Bloom nodded, finished her beer in two more sips, slipped out of the booth and out the back door. Mac texted the officers waiting outside that Bloom was on her way out.
“So what do you suppose we’ll find in this locker?” Wire asked.
“I don’t know, but before we go down to Kenosha and find out, we need to do something about that tail.” Mac began working his cell phone.
“What are you looking up?”
“Street map for Milwaukee,” Mac answered. “I want to pull a Steve McQueen on our tail.”

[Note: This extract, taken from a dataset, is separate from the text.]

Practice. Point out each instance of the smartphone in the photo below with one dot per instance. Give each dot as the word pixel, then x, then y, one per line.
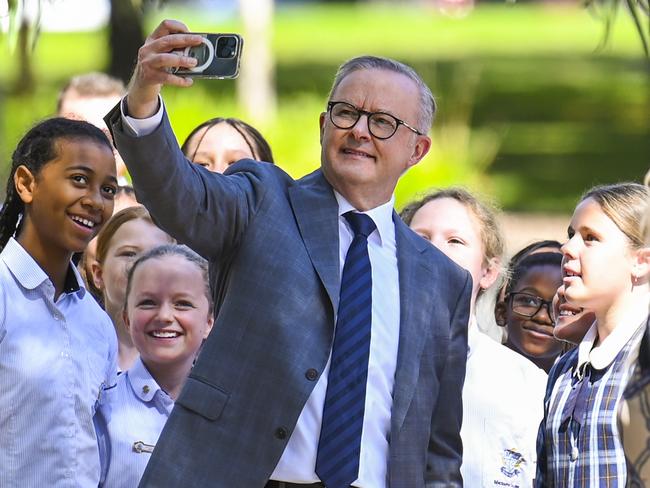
pixel 217 57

Wire looked at him quizzically, “I don’t follow.”
“You ever see the movie
Bullitt
?”
Wire nodded and smiled. “
Now
I know what you’re talking about.”
* * *
Foucault yawned and shook his head. It was late afternoon and it would be dark in minutes, the sun starting to make its final rapid descent to the west. As he leaned back in the passenger seat, he alternately watched the front of Fitzgibbon’s Pub across the median of Water Street to his left, McRyan’s Acadia ahead one block parked on the north bound side and his rearview mirror for the Starbucks two buildings back to his right. Inside the Starbucks, Vigneault was buying coffee and sandwiches, taking advantage of the first chance all day they’d had to get something to eat and drink.